Como decía, Braid activó algún punto sensible en el cerebro de una buena parte de la comunidad indie, y no tan indie, que vio en las plataformas digitales el lugar perfecto para la distribución de juegos hechos a su medida. Ya que los gigantes del videojuego todavía se resisten a dar ese paso, o si lo hacen lo están llevando a cabo con una torpeza considerable (hoy mismo Konami ha anunciado que se puede descargar PES2012… ocho meses después de su lanzamiento), hay que aprovechar el vacío existente hasta que el Call of Duty de turno lo inunde todo.

Pero no me desvío del tema. Si echamos la vista atrás, podemos ver que han salido un puñado de juegos que podríamos considerar joyas a la altura de lo mejor de la generación. Vale, joyas con planteamientos menos ambiciosos que los de un Grand Theft Auto, un Assassin’s Creed o un Bioshock, pero no por ello menos loables. Vaya, que porque un juego dure cinco horas no podemos menospreciar su propuesta lúdica si con ella nos mantiene enganchados a la pantalla.

Hablo de casos como el de Limbo, Super Meat Boy, Insanely Twisted Shadow Planet, Journey (y antes, Flower) o el reciente Fez. Curiosamente, de todos los citados, solo hay dos de ellos que apuesten claramente por la estética retro (Super Meat Boy, Fez), pero si vamos al núcleo del juego, la mayoría de ellos podrían tener una traslación a clásicos de los 8 bits (vale, lo reconozco, Journey y Flower son cosas totalmente diferentes).

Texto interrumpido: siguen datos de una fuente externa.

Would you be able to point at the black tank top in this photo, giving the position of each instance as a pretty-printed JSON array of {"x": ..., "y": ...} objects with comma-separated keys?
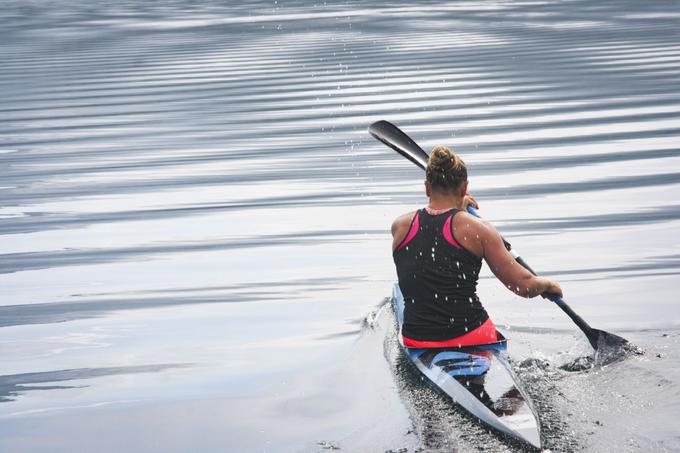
[{"x": 438, "y": 279}]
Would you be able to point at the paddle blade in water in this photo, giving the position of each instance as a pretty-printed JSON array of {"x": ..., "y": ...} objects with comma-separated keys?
[{"x": 611, "y": 348}]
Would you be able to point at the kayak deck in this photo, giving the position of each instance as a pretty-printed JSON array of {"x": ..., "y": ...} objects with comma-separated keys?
[{"x": 480, "y": 380}]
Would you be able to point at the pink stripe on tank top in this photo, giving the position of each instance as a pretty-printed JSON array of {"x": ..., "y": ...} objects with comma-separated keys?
[
  {"x": 415, "y": 226},
  {"x": 447, "y": 233}
]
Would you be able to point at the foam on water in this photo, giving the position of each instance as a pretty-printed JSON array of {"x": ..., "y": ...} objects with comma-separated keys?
[{"x": 194, "y": 221}]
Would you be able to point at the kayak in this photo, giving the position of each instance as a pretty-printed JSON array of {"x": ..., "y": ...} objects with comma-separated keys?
[{"x": 480, "y": 380}]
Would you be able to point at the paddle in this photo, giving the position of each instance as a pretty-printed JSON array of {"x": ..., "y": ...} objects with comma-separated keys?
[{"x": 609, "y": 347}]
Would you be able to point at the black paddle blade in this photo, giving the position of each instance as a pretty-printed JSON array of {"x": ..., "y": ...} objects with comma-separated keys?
[
  {"x": 610, "y": 348},
  {"x": 396, "y": 139}
]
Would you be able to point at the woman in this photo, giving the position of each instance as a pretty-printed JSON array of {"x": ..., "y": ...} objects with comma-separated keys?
[{"x": 438, "y": 253}]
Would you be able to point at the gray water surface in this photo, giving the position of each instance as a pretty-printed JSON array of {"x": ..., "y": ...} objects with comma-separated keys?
[{"x": 194, "y": 222}]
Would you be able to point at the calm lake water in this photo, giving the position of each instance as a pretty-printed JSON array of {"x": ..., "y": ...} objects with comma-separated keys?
[{"x": 194, "y": 222}]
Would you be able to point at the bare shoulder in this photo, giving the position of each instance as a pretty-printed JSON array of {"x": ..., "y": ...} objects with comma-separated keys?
[
  {"x": 402, "y": 223},
  {"x": 471, "y": 232}
]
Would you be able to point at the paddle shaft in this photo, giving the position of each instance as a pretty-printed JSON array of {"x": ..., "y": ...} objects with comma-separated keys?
[
  {"x": 555, "y": 298},
  {"x": 396, "y": 139}
]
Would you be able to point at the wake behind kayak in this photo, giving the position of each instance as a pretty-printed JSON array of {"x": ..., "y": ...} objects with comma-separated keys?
[{"x": 478, "y": 379}]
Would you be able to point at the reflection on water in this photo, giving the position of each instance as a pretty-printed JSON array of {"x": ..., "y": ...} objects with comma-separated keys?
[{"x": 188, "y": 183}]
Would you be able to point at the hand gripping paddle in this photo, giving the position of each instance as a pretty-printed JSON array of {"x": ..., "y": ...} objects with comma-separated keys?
[{"x": 609, "y": 347}]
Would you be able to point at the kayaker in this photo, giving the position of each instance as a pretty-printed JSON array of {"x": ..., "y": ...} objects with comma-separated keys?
[{"x": 438, "y": 254}]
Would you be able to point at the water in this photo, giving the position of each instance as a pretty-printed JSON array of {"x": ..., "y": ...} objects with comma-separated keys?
[{"x": 194, "y": 222}]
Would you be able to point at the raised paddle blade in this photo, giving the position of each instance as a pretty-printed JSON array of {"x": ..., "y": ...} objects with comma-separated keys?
[
  {"x": 396, "y": 139},
  {"x": 612, "y": 346}
]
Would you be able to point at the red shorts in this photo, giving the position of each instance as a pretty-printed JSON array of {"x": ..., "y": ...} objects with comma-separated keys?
[{"x": 484, "y": 334}]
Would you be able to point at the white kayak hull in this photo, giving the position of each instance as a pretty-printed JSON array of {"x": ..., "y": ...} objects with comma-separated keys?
[{"x": 480, "y": 380}]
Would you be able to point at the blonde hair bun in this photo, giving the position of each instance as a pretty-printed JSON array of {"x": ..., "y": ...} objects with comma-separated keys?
[{"x": 445, "y": 170}]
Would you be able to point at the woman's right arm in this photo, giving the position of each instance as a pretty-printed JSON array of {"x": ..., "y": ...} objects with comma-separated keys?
[{"x": 516, "y": 278}]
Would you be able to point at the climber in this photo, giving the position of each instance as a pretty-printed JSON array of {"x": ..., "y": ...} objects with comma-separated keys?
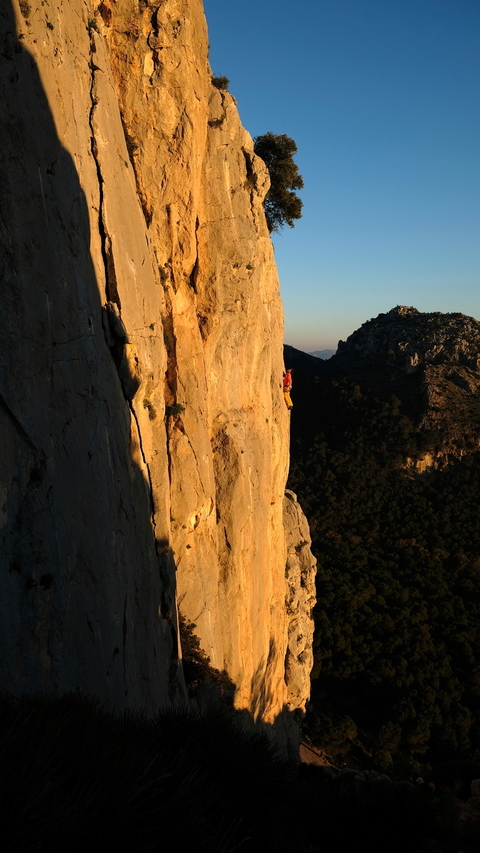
[{"x": 287, "y": 387}]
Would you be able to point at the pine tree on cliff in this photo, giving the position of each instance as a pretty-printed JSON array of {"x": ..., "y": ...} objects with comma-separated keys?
[{"x": 282, "y": 205}]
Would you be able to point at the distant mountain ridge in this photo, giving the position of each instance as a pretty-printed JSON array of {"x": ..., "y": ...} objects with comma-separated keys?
[
  {"x": 384, "y": 460},
  {"x": 429, "y": 361},
  {"x": 323, "y": 353}
]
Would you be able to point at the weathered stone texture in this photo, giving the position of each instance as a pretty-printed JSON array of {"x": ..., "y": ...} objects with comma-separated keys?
[{"x": 144, "y": 435}]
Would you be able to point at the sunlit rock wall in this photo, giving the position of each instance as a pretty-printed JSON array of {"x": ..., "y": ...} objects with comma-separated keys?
[{"x": 144, "y": 435}]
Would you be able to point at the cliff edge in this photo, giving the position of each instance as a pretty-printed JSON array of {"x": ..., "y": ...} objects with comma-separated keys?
[{"x": 144, "y": 433}]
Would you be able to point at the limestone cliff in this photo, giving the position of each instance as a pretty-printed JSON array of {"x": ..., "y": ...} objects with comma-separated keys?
[{"x": 144, "y": 434}]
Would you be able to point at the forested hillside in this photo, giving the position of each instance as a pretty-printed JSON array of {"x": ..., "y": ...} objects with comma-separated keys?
[{"x": 396, "y": 679}]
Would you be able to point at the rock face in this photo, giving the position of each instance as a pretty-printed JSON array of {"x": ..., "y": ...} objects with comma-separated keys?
[
  {"x": 144, "y": 434},
  {"x": 432, "y": 362}
]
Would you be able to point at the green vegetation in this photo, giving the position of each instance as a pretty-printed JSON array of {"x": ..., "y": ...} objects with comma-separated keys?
[
  {"x": 397, "y": 644},
  {"x": 282, "y": 205}
]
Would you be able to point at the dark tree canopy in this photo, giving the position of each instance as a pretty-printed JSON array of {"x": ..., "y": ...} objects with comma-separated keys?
[{"x": 282, "y": 205}]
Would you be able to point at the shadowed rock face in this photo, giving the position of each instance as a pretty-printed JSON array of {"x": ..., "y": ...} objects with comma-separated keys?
[{"x": 144, "y": 433}]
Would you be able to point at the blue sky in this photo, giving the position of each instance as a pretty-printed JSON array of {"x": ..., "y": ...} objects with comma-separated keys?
[{"x": 383, "y": 100}]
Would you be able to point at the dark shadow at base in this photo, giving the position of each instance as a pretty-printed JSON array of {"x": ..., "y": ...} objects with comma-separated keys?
[{"x": 82, "y": 778}]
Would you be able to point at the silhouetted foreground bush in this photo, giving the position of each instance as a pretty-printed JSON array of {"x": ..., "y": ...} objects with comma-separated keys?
[{"x": 76, "y": 778}]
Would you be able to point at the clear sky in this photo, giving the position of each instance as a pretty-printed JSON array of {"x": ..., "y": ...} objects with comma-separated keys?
[{"x": 383, "y": 100}]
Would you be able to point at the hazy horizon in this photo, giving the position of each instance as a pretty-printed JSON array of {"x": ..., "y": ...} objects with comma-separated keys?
[{"x": 382, "y": 101}]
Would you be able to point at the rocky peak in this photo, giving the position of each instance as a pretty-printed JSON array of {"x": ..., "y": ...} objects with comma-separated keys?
[
  {"x": 431, "y": 362},
  {"x": 409, "y": 340}
]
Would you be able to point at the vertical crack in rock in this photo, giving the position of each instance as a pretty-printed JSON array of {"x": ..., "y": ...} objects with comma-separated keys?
[
  {"x": 106, "y": 243},
  {"x": 147, "y": 467}
]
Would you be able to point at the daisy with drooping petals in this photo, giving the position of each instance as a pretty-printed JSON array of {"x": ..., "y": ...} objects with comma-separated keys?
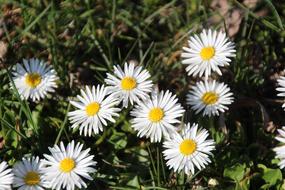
[
  {"x": 95, "y": 108},
  {"x": 281, "y": 88},
  {"x": 34, "y": 79},
  {"x": 207, "y": 52},
  {"x": 28, "y": 175},
  {"x": 189, "y": 150},
  {"x": 280, "y": 150},
  {"x": 66, "y": 167},
  {"x": 211, "y": 97},
  {"x": 6, "y": 176},
  {"x": 155, "y": 118},
  {"x": 131, "y": 85}
]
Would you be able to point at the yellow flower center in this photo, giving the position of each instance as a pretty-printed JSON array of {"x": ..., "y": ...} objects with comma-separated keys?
[
  {"x": 155, "y": 114},
  {"x": 67, "y": 165},
  {"x": 128, "y": 83},
  {"x": 187, "y": 147},
  {"x": 32, "y": 178},
  {"x": 207, "y": 53},
  {"x": 33, "y": 79},
  {"x": 92, "y": 109},
  {"x": 210, "y": 98}
]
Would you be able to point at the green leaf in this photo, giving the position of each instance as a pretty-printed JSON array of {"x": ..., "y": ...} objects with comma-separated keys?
[
  {"x": 235, "y": 172},
  {"x": 134, "y": 182},
  {"x": 119, "y": 140},
  {"x": 270, "y": 176}
]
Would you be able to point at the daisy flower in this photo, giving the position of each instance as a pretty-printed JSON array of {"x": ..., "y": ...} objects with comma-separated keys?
[
  {"x": 281, "y": 88},
  {"x": 129, "y": 85},
  {"x": 94, "y": 109},
  {"x": 28, "y": 175},
  {"x": 155, "y": 117},
  {"x": 280, "y": 150},
  {"x": 189, "y": 150},
  {"x": 34, "y": 79},
  {"x": 211, "y": 97},
  {"x": 207, "y": 52},
  {"x": 6, "y": 176},
  {"x": 66, "y": 167}
]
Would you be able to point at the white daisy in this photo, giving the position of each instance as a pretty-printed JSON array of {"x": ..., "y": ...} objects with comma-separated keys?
[
  {"x": 188, "y": 150},
  {"x": 280, "y": 150},
  {"x": 281, "y": 88},
  {"x": 132, "y": 84},
  {"x": 211, "y": 97},
  {"x": 28, "y": 174},
  {"x": 6, "y": 176},
  {"x": 155, "y": 117},
  {"x": 66, "y": 167},
  {"x": 207, "y": 52},
  {"x": 95, "y": 108},
  {"x": 34, "y": 79}
]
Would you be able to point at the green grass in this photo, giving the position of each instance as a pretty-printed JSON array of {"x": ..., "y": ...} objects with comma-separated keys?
[{"x": 84, "y": 39}]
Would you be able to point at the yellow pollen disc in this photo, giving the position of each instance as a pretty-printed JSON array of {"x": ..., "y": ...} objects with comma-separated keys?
[
  {"x": 207, "y": 53},
  {"x": 128, "y": 83},
  {"x": 33, "y": 79},
  {"x": 92, "y": 109},
  {"x": 32, "y": 178},
  {"x": 67, "y": 165},
  {"x": 210, "y": 98},
  {"x": 187, "y": 147},
  {"x": 155, "y": 114}
]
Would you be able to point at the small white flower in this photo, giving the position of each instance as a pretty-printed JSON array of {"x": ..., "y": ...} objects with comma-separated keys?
[
  {"x": 280, "y": 150},
  {"x": 189, "y": 150},
  {"x": 211, "y": 97},
  {"x": 155, "y": 117},
  {"x": 207, "y": 52},
  {"x": 281, "y": 88},
  {"x": 28, "y": 174},
  {"x": 66, "y": 167},
  {"x": 95, "y": 108},
  {"x": 131, "y": 85},
  {"x": 34, "y": 79},
  {"x": 6, "y": 176}
]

Llegados a este punto la pregunta es interesante. ¿Qué narices está pasando para que en la generación de la alta definición, el blu-ray y el santo grial tecnológico haya aparecido con fuerza una corriente que, precisamente, reniega de la vanguardia técnica para apelar a los valores que triunfaban en el videojuego hace un par de décadas? La respuesta, en parte, está en todo lo que ya he explicado en este texto.

Que conste que soy el primero que se lo pasa como un enano con el bombazo de turno, llámese Skyrim o Uncharted y que intento no comulgar con el tópico de que cualquier tiempo pasado fue mejor. Quizá lo que nos sucede es que la generación que mamó el videojuego desde los tiempos de los 8 bits y los 16 bits echa de menos parte de la esencia que tenían aquellos juegos y que ahora se encuentra difuminada.

Repito, no digo que un Call of Duty sea malo por haber aparecido hace cuatro días, sino que uno detecta en estos juegos de los que estoy hablando componentes que, en ocasiones, se les pasan a las grandes desarrolladoras. Sé que soy pesado con el tema FIFA Street, del que ya he hablado un par de veces, pero me parece un gran ejemplo: no es un juego de fútbol al uso paro ha sabido condensar en un solo título partidos frenéticos, diversión a espuertas y una curva de aprendizaje muy equilibrada.

Así que vaya por delante un voto de confianza al “modelo Fez” y a todo lo que significa. Que aunque siga sin entender muy bien ese sistema de mapas y puertas interdimensionales, me lo pasa como un enano intentando conseguir todos los bloques dorados.